…El detective Fernández estaba en plena persecución, la
avenida séptima de la capital estaba llena de pólvora. Fernández lograba
esquivar las balas echando su cuerpo para atrás, sosteniéndose con astucia del
techo de la patrulla. Inmediatamente respondía los disparos de sus
contrincantes, encajándole a cada uno un tiro en medio de las cejas; estos iban
cayendo por las ventanas laterales de camionetas negras y blindadas, manchando
de sangre el pavimento.
Ya solo quedaba un auto en movimiento. Fernández sabía que
era su compañero, Rendón, quien estaba a bordo del mismo; había trabajado con él
veinte años, pero ahora, indiscutiblemente era el infiltrado de las mafias del
narcotráfico en la policía. La caravana de tiros se encaminaba hacia el centro
de la ciudad, mientras el cerro iluminado de Monserrate los observaba
parpadeando. Una bala se incrustó en el brazo de Fernández y tuvo que volver a
entrar en el vehículo.
La camioneta negra logró cerrar el paso a la patrulla. Rendón
le dio un disparo al conductor, quedando así frente a frente con Fernández,
quien únicamente contaba con una bala en su revólver. Cuando el dedo de Rendón
apretaba el gatillo, de pronto se oyó un estruendo y cayó de espaldas. El
conductor de la patrulla, apenas vivo, le disparó en la nuca con las últimas
fuerzas que le quedaban.
—¡Eeeeeeee!, perdieron los malos. ¡El detective Fernández es
el mejor!. ¿De verdad así de emocionante es tu trabajo papito?
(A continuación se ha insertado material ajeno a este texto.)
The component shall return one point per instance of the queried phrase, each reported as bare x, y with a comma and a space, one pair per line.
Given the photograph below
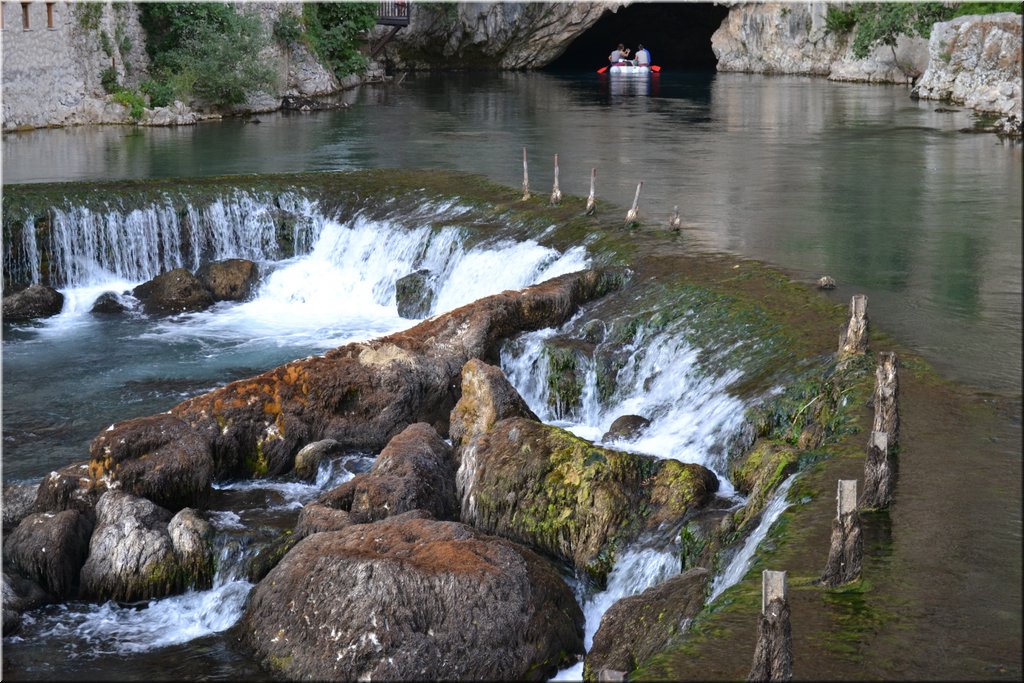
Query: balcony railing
393, 13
—Sí, hijo, incluso muchísimo más- dijo el Sargento Fernández mientras
hacía una pose heroica. —Te quiero Dieguito. Duérmete ya, mañana te cuento otra
historia del trabajo. —besó la frente del niño, apagó la luz y salió del
cuarto. Pensó que tal vez sería mejor leerle un cuento real, de algún escritor
renombrado de novela policiaca o algo así. Se lo compraría en los próximos
días, ya solo era cuestión de esperar para que llegase el próximo soborno.